For $150, volunteers will build a 4 foot by 8 foot raised garden bed with untreated lumber and high-quality organic soil in a resident's backyard, Mead said.

Last year, VGI looked to build 100 beds, but this year it looks to triple that and install 300.

To reach that goal, the previously one-day event is being expanded to a weeklong campaign running Saturday through May 26, to see how many gardens they can raise in Milwaukee.

For those who can’t afford the $150, VGI Program Manager Jazz Glastra said Victory Garden will work with them.

“We don’t want to turn people away,” Glastra said.

Tuesday is the deadline to register for a garden bed. Visit VGI's website to sign-up.

Mead said while VGI’s niche is residential gardens, this year they are really expanding to several local churches, non-profits, food pantries and other organizations that took an interest in seeding community gardens.

“What we are seeing is a trend that social services, agencies or other non-profits that serve people are broadening their scope of service to ensure the people they work with have access to high-quality food,” Mead said.

Glastra added she spoke with a man in a Washington Park neighborhood who wants to plant 16 garden beds near a church across the street from his house, not only as a source of food, but an activity for bored youth.

“It’s a source of a creative activity for young people in his neighborhood that don’t have anything to do,” she said.

VGI grew its legs in Shorewood about four years ago when Mead launched the blitz and some residents started by seeding gardens in their front yards and in the parkway, the green space behind the sidewalk and street.

Mead said she used to live in a rural area where she was always gardening, so once she moved to Shorewood it didn't fit. But, she decided her front yard was the best place to start her food garden.
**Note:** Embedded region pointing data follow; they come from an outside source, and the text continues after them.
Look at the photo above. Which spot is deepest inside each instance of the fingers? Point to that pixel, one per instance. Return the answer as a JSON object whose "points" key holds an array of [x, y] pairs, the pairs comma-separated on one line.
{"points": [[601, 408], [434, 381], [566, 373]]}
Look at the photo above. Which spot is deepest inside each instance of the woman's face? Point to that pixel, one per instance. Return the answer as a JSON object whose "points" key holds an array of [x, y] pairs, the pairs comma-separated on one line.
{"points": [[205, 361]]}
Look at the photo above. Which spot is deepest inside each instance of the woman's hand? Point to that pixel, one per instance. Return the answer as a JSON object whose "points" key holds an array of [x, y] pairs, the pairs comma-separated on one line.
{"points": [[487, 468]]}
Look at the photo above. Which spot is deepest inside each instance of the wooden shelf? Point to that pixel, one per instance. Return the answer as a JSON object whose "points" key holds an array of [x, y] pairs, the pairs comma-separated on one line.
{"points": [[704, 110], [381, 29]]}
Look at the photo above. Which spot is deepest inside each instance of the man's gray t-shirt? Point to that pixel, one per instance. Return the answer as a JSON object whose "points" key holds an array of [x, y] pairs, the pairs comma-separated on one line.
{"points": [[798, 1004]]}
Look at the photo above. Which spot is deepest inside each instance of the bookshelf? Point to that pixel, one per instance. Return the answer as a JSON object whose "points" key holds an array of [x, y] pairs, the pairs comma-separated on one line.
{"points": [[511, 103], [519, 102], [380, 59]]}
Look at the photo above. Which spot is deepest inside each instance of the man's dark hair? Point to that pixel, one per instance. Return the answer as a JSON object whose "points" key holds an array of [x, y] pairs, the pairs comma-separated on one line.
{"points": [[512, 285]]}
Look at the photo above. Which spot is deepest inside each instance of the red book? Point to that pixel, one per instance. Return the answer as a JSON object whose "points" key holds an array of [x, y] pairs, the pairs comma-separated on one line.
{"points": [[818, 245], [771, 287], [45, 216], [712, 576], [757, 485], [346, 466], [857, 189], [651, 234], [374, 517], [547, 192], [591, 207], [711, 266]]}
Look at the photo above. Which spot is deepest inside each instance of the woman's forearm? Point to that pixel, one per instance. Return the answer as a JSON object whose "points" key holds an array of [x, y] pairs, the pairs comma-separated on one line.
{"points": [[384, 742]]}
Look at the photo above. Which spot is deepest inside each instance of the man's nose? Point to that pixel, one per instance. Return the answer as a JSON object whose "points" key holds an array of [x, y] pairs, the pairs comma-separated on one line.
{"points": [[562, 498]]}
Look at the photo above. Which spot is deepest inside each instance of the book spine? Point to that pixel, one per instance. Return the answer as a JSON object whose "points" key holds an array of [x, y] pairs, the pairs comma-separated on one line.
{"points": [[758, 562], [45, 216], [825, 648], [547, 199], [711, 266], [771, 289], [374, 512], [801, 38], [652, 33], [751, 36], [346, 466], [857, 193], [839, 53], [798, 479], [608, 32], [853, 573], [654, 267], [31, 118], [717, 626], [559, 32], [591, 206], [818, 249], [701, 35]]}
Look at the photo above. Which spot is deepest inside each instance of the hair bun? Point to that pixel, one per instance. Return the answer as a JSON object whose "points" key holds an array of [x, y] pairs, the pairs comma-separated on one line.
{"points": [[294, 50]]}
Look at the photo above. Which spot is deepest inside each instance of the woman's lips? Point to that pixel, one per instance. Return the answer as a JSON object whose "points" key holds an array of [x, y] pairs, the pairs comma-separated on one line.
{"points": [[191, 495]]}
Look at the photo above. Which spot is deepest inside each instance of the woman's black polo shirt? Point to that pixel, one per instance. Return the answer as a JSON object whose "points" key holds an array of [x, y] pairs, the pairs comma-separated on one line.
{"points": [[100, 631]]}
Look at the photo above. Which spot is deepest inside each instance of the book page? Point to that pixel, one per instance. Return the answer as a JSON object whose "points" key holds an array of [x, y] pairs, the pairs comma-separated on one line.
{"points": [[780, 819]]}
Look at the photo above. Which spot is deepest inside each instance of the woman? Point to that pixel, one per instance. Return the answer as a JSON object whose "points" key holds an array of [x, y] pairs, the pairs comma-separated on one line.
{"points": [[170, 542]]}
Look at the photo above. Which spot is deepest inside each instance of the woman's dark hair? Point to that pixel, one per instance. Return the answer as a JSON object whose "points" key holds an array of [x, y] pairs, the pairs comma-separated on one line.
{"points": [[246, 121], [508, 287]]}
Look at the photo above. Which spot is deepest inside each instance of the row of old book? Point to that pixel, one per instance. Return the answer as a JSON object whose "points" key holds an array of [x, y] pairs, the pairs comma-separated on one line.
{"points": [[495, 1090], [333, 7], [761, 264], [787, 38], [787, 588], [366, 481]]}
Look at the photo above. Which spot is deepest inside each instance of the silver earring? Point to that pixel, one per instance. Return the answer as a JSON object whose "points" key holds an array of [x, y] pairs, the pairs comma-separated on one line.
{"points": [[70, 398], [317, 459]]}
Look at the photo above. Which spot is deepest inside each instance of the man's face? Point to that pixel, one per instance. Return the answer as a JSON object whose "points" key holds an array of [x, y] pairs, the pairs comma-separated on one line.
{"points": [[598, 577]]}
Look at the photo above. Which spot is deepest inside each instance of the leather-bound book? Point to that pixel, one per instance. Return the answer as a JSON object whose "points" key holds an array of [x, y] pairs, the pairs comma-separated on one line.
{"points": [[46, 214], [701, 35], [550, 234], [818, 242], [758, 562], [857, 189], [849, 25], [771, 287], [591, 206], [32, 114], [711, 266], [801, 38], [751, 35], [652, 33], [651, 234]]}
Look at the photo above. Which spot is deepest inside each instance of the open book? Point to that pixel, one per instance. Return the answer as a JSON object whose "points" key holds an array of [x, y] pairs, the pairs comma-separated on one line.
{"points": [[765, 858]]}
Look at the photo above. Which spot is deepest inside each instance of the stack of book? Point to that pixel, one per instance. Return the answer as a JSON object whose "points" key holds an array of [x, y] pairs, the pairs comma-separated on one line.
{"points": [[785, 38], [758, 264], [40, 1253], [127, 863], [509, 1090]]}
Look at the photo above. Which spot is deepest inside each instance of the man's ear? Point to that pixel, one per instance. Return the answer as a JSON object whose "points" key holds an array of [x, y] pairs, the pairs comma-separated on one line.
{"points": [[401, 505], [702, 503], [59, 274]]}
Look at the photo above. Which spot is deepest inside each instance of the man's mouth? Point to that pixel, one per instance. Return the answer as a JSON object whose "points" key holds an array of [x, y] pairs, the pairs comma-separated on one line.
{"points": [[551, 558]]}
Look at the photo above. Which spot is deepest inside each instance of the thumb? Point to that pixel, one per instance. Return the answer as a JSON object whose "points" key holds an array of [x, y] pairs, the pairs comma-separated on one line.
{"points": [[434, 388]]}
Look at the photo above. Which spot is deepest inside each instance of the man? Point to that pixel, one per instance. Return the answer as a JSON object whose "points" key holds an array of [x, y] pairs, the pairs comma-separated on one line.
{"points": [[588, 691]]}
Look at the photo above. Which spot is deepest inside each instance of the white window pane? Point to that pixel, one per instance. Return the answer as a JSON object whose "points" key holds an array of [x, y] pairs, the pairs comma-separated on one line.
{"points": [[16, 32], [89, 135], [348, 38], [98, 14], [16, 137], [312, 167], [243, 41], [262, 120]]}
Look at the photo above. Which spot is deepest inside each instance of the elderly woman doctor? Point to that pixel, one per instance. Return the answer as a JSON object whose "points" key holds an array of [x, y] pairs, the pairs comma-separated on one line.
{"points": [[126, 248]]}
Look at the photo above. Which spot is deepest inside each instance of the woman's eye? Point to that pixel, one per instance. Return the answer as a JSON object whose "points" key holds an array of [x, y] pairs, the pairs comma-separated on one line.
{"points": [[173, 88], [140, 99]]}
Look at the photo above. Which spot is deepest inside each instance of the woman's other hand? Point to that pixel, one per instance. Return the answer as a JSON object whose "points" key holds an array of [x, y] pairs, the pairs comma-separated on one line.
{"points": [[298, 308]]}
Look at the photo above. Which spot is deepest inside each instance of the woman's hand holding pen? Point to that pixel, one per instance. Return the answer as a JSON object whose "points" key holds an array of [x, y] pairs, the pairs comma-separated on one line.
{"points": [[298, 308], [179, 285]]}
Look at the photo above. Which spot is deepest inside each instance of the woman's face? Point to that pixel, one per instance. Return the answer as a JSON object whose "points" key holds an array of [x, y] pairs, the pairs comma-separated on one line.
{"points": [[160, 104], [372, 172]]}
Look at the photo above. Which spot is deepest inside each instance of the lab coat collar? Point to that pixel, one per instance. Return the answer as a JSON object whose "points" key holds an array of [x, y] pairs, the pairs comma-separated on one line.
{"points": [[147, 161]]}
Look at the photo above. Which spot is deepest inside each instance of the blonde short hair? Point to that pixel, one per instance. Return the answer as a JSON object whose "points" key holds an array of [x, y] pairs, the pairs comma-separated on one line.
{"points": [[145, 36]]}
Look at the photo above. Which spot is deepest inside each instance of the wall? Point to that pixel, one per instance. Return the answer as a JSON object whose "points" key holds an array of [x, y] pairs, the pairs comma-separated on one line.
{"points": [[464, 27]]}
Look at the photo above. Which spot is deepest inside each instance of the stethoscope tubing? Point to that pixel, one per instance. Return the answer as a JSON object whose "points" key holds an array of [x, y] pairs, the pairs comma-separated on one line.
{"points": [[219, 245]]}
"I always say growing food in your front yard is the new front porch. It's a way that you can connect to your neighbors," she said.

"For the blitz, others started growing food in their front yard and at that time the Village of Shorewood didn't know how to respond," Mead added. "That sort of increased the tension about growing food in front yards."

And, in no time it became national news, Mead said.

"It was interesting that this was a story that people across the country wanted to hear," she said. "It was a big deal that it was such an issue that happened in little Shorewood about this garden bed. It empowered the Victory Garden Initiative to be a voice of a different way of looking at the future; a different way of looking a community building; a different way of looking at our food system."

The village started to discuss implementation of an ordinance to prohibiting front-yard gardening. Several people formed a committee to respond to the potential new ordinance, but what ended up happening was the ordinance wasn't altered meaning front yard gardens were still allowed, excluding the parkway.

In the past, victory gardens have been a community effort in times of war. While the spirit of unity and self-sufficiency hasn’t changed, VGI has refocused to create its own war; a war on apathy and a vulnerable corporate food system, which relies on oil and other natural resources.

Mead added people might be joining the food movement out of fear, with the economy in shambles and many struggling to provide.

"I kind of believe that’s the reason why the victory garden imagery is so powerful,” Glastra added. “In WWII, there was this sort of what if; what if the economy crashes."

VGI has recently also started a program where they match experienced gardeners with not-so experienced gardeners.